Highlights & Insights¶
- First work to successfully apply RWKV linear attention to learned image compression.
- ERF visualization intuitively illustrates the receptive field discrepancies among RWKV, Transformer, and CNN.
- Ingeniously removes Omni-Shift in the entropy model to maintain causality, demonstrating a deep understanding of the decoding process.
- Encoding/decoding latency is highly competitive among SOTA methods, indicating strong practical deployability.
Limitations & Future Work¶
- The encoding time (274ms) is relatively long; more lightweight analysis transforms can be explored.
- Only RWKV linear attention is explored, lacking systematic comparison with other architectures like Mamba or RetNet.
- Consider replacing squared ReLU in Channel Mix with other activation functions.
- The potential application of RWKV in video compression remains unexplored.
- End-to-end MS-SSIM optimized results are not analyzed in depth.
Related Work & Insights¶
- MambaVC first introduced SSMs to image compression, following a linear attention route; LALIC demonstrates that RWKV is superior for this task.

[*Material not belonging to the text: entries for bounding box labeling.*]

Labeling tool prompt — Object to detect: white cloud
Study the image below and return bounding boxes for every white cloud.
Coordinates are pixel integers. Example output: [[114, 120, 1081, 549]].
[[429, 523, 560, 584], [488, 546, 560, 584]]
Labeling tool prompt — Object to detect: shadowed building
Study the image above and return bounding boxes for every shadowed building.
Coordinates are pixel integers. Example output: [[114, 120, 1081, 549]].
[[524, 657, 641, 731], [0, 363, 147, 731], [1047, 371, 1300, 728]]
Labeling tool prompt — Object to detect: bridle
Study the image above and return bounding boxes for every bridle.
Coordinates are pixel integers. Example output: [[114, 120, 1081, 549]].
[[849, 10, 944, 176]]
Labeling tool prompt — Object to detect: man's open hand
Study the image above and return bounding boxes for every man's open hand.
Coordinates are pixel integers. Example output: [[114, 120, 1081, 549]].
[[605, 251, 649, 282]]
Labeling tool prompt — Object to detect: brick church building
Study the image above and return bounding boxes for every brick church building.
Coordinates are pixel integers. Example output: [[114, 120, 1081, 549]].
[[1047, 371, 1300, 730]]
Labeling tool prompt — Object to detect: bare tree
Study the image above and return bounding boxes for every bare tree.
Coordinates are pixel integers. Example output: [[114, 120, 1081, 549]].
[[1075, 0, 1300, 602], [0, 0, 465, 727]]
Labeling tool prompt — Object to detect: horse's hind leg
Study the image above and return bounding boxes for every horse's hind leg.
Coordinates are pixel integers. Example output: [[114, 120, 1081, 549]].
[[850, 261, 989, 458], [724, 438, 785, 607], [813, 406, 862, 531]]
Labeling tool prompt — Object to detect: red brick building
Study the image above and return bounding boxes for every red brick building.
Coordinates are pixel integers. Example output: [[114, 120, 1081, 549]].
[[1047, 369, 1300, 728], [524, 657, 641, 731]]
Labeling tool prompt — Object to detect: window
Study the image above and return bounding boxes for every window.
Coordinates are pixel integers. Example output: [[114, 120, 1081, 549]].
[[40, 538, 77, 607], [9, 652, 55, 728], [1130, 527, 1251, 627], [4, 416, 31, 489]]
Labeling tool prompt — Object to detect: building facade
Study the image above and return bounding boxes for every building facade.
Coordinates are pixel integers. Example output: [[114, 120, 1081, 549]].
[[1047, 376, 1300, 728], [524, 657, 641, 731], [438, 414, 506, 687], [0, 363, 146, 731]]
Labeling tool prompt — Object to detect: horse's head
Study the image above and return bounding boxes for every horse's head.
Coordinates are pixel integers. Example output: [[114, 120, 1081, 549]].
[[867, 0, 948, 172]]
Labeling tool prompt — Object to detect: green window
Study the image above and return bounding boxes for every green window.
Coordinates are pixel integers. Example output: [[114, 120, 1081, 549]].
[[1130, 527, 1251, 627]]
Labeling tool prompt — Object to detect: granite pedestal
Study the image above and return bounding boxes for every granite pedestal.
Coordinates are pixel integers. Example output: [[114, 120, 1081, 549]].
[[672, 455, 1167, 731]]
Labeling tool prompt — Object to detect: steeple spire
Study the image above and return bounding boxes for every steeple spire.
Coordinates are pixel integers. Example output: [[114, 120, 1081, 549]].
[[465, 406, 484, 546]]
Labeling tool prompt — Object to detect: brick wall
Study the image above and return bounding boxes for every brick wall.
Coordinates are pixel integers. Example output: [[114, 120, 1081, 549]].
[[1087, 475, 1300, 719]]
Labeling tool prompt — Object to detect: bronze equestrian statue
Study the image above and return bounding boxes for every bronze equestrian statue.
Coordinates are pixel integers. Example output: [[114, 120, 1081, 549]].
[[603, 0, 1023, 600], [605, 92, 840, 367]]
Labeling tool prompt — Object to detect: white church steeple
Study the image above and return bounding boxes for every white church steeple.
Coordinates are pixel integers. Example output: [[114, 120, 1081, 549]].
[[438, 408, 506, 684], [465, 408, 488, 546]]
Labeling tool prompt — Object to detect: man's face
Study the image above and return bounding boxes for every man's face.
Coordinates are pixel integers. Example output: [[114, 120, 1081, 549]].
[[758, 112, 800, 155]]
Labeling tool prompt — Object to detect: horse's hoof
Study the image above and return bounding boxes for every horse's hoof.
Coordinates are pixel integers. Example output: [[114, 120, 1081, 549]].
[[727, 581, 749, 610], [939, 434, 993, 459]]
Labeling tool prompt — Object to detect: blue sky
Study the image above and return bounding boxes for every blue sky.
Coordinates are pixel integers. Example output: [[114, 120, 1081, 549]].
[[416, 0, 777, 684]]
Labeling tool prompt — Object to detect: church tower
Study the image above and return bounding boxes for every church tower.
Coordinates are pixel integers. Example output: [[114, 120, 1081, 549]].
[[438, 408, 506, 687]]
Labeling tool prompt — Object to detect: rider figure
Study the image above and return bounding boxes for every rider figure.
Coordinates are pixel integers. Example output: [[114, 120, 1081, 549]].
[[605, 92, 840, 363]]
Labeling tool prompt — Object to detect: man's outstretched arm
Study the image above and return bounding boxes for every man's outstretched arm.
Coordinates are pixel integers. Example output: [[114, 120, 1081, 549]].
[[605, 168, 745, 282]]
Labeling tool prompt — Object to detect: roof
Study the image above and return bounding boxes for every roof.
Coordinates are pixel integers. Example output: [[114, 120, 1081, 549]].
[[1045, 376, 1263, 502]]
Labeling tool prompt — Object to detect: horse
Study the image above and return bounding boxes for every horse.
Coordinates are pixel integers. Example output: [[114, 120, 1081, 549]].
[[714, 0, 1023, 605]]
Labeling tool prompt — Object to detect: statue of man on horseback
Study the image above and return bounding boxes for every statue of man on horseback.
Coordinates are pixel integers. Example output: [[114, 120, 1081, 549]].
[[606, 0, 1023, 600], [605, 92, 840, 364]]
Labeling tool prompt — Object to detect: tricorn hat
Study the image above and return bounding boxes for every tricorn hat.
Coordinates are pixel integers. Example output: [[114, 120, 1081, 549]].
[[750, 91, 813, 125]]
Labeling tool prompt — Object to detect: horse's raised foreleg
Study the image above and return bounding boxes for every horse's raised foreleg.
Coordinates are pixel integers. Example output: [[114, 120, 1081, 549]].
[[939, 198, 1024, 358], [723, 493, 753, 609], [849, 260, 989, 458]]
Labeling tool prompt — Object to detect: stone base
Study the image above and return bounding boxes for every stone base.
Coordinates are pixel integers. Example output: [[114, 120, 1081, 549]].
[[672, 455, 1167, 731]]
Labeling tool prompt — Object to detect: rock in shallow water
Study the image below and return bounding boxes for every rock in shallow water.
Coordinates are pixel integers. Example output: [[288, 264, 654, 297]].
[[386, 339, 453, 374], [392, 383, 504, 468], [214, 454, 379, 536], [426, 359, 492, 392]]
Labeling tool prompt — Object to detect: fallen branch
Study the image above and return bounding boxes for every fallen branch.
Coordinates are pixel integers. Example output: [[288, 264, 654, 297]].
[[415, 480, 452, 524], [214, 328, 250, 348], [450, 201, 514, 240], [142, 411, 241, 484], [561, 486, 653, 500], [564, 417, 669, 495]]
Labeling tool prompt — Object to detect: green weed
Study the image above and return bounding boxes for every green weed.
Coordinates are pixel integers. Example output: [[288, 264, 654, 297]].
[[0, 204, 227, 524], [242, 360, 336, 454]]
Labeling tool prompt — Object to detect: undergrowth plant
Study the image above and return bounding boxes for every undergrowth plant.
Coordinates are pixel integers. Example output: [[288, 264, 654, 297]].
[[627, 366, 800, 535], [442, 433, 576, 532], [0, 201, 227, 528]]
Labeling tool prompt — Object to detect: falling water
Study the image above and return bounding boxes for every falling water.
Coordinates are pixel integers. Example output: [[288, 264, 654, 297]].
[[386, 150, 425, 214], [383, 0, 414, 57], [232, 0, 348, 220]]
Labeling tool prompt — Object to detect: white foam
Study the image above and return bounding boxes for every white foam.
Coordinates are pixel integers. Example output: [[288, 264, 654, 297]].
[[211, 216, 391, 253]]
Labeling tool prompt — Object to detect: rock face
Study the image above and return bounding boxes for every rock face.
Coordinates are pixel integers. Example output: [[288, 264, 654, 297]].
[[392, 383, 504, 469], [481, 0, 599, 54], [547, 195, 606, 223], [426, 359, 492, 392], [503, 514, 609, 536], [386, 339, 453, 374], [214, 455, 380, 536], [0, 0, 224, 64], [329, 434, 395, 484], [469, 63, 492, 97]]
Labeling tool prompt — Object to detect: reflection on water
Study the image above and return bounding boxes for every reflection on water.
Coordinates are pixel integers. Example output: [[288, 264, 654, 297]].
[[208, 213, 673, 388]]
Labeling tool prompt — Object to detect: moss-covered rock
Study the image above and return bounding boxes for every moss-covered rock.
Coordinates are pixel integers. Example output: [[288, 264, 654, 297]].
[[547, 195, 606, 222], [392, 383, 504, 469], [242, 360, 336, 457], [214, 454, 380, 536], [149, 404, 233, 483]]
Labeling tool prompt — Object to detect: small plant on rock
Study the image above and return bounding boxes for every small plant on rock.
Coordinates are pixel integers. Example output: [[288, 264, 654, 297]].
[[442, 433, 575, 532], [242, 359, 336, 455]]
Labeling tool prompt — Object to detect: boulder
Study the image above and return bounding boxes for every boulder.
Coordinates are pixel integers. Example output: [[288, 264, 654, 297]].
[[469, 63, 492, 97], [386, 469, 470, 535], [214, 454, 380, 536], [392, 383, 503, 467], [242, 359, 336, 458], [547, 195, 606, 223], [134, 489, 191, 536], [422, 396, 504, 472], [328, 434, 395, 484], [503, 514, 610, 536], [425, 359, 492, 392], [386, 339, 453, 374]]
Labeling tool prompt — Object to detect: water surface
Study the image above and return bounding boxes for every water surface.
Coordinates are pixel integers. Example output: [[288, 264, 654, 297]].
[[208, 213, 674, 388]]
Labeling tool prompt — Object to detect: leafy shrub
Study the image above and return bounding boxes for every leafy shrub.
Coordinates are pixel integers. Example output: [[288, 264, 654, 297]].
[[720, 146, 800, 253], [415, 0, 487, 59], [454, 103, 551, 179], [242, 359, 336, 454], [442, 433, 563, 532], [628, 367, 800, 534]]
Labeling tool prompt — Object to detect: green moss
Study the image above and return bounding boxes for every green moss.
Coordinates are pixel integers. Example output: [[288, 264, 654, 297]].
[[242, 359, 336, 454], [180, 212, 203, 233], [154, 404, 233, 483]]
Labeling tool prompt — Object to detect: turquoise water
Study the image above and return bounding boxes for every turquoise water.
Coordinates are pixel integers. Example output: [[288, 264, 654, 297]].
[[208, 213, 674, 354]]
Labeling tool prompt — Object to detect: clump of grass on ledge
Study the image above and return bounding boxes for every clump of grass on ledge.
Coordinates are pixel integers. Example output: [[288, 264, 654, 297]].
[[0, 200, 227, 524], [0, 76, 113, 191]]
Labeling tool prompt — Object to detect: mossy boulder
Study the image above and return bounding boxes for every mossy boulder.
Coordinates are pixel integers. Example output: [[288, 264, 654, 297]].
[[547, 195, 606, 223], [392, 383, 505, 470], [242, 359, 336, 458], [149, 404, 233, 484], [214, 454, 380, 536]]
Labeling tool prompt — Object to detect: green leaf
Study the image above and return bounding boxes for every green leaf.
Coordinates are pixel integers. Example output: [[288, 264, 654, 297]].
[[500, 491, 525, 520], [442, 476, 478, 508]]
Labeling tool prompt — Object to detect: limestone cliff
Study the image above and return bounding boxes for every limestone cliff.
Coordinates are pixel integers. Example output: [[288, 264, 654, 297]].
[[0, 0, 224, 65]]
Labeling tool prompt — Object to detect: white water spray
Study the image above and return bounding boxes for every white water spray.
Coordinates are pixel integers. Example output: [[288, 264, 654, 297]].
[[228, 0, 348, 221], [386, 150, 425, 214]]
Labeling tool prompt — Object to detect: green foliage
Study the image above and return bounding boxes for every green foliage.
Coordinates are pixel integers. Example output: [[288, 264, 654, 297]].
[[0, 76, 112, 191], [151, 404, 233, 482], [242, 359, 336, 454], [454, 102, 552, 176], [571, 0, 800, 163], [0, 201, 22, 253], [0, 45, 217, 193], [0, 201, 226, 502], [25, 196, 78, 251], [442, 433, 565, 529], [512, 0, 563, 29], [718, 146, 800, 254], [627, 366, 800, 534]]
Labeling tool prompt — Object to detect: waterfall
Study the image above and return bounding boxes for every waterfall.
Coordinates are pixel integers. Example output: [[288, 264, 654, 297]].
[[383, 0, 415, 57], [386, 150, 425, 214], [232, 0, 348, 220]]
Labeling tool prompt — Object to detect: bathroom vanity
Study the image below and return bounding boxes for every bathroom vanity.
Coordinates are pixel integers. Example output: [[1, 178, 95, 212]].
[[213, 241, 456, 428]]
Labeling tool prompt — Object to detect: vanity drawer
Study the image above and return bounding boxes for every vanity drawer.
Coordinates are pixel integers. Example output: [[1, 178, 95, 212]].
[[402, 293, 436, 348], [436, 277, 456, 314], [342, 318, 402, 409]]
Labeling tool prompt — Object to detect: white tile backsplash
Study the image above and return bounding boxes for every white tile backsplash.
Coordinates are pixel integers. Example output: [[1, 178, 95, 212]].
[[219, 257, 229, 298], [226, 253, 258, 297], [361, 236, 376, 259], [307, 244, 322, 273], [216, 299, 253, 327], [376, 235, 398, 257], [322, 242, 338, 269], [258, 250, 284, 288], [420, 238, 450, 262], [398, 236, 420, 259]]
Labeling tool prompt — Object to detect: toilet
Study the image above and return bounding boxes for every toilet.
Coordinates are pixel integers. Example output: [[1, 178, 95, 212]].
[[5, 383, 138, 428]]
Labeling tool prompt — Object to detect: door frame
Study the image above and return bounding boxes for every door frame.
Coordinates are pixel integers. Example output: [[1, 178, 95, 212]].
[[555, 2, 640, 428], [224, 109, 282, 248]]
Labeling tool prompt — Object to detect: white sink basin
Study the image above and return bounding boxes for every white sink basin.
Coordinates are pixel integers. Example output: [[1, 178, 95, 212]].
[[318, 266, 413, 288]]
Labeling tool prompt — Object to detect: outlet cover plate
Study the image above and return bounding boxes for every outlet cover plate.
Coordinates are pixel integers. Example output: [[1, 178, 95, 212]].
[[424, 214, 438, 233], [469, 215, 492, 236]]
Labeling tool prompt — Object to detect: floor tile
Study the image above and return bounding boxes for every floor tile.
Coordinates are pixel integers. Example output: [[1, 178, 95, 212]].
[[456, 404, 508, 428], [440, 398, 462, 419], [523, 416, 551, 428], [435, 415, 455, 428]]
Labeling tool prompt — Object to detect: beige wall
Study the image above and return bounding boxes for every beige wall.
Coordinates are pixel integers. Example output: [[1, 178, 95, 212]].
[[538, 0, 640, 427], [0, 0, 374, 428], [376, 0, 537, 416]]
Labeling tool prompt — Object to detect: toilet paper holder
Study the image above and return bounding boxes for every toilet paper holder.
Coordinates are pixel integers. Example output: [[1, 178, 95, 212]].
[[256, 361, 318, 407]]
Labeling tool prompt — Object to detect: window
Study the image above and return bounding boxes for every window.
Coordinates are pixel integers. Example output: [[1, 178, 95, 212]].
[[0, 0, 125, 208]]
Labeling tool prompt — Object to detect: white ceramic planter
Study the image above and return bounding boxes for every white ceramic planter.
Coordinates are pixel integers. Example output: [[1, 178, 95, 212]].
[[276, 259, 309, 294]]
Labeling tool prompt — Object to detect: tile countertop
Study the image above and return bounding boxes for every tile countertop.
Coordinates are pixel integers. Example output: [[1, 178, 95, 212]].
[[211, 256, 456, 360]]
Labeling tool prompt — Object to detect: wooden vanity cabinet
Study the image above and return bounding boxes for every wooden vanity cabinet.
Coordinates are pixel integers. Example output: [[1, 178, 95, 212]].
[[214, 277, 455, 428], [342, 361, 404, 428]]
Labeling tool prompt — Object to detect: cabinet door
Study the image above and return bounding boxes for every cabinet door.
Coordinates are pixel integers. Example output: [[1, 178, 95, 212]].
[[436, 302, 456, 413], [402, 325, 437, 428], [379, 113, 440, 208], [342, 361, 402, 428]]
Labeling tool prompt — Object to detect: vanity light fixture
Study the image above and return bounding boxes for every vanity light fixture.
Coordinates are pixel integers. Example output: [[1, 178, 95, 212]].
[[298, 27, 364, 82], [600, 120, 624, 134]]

- TCM and FAT represent window-based Transformer and frequency-aware Transformer paradigms, respectively; RWKV outperforms both with lower complexity.
- Insights: The advantages of linear attention in low-level vision tasks could potentially generalize to pixel-level tasks such as super-resolution and denoising.
Rating¶
- Novelty: ⭐⭐⭐⭐ First application of RWKV to image compression; the designs of Bi-RWKV blocks and RWKV-SCCTX are sound.
- Experimental Thoroughness: ⭐⭐⭐⭐ Validation on three datasets + detailed ablation studies + ERF/correlation visualization.
- Writing Quality: ⭐⭐⭐⭐ Well-structured with rich visualizations.
- Value: ⭐⭐⭐⭐ Achieves a new SOTA in the efficiency-performance trade-off, presenting strong practical deployment value.